When Caled pushed into Lio, the green-eyed thief gave a long drawn-out moan that lifted the hairs on the back of Hadrian’s neck. Caled began to use the thief with long, slow strokes that soon picked up pace. Hadrian panted in time with the two men, his body unconsciously rocking back and forth as if he were in Lio’s place. After several minutes of this, Caled pulled out with a groan and switched his attention to Gam. Hadrian trembled as the mercenary slowly eased himself into the scarred thief. Gam’s moan of ecstasy barely masked Hadrian’s. Caled pounded into Gam even harder than he had Lio.

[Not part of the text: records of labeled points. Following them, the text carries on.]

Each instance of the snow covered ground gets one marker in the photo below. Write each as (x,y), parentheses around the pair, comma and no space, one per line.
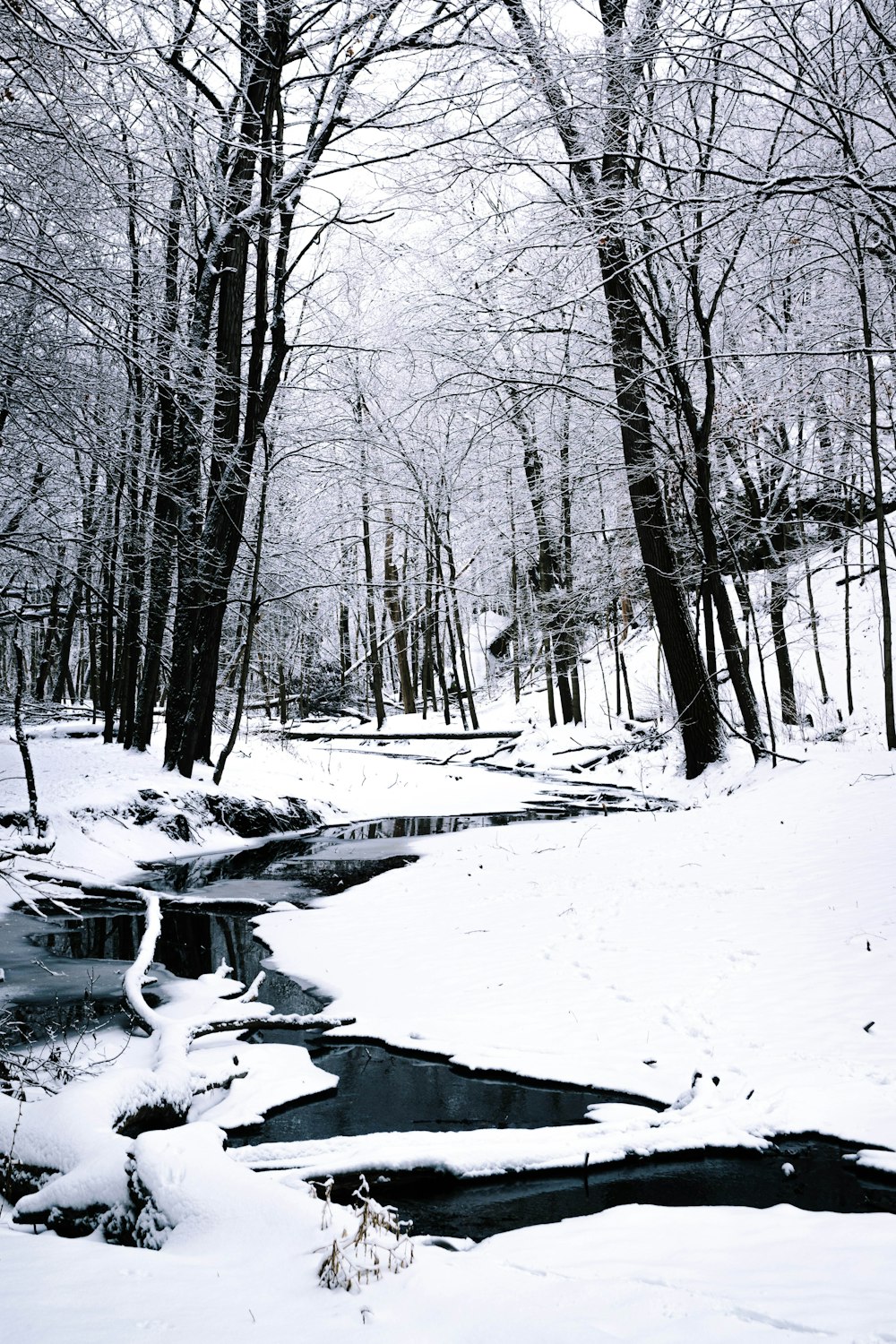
(748,937)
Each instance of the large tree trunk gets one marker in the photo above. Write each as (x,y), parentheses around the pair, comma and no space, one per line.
(603,199)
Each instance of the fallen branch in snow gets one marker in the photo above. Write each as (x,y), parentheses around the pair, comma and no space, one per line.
(70,1156)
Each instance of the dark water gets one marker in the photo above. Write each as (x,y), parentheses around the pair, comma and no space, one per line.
(384,1090)
(447,1207)
(58,964)
(330,857)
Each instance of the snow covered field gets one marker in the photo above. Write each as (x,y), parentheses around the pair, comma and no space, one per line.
(748,937)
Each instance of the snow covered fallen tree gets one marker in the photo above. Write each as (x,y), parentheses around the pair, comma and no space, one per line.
(73,1159)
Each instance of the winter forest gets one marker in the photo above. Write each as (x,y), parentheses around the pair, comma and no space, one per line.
(419,417)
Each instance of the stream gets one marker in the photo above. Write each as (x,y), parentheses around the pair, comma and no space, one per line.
(67,969)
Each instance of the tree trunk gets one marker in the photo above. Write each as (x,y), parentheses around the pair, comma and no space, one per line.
(603,198)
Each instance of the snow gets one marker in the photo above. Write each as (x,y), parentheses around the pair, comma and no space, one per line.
(734,961)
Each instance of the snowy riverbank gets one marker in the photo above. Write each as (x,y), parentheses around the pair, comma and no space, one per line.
(750,938)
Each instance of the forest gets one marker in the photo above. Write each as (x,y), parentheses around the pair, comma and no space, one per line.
(447,470)
(340,338)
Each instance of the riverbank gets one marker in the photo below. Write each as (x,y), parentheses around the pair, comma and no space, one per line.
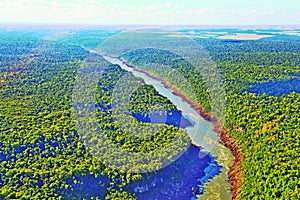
(233,174)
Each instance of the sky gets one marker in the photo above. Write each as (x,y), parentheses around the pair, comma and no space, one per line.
(152,12)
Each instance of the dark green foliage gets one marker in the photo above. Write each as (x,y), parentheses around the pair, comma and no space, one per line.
(266,128)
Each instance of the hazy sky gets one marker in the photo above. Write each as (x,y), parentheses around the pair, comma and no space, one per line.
(184,12)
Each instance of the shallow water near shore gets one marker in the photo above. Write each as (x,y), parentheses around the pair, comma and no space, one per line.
(202,134)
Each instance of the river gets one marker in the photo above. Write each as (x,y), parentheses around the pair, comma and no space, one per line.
(202,134)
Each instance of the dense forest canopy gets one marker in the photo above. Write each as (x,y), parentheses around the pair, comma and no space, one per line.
(43,157)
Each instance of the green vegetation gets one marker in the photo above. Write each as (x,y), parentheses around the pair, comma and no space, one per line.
(42,155)
(266,128)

Hadrian’s hand drifted down the mattress, hovering over his groin. He could feel the heat from his erection like a brand just removed from the fire. He needed desperately to touch himself, to relieve the relentless pressure that was making his insides begin to cramp. He needed to squeeze and imagine it was Caled’s hand. He needed something inside him to fill him up like Caled would. To merely watch was becoming more punishment than pleasure, and Hadrian let it show on his face. He couldn’t prevent it.
He pushed his hand beneath the sheet. He touched his thighs and felt how hot they were. They were damp with sweat and clenched, the muscles quivering. His fingertips grazed the scant hair at his groin but went no further. He’d been taught that this was wrong. He couldn’t do it. He wasn’t like Jessyd.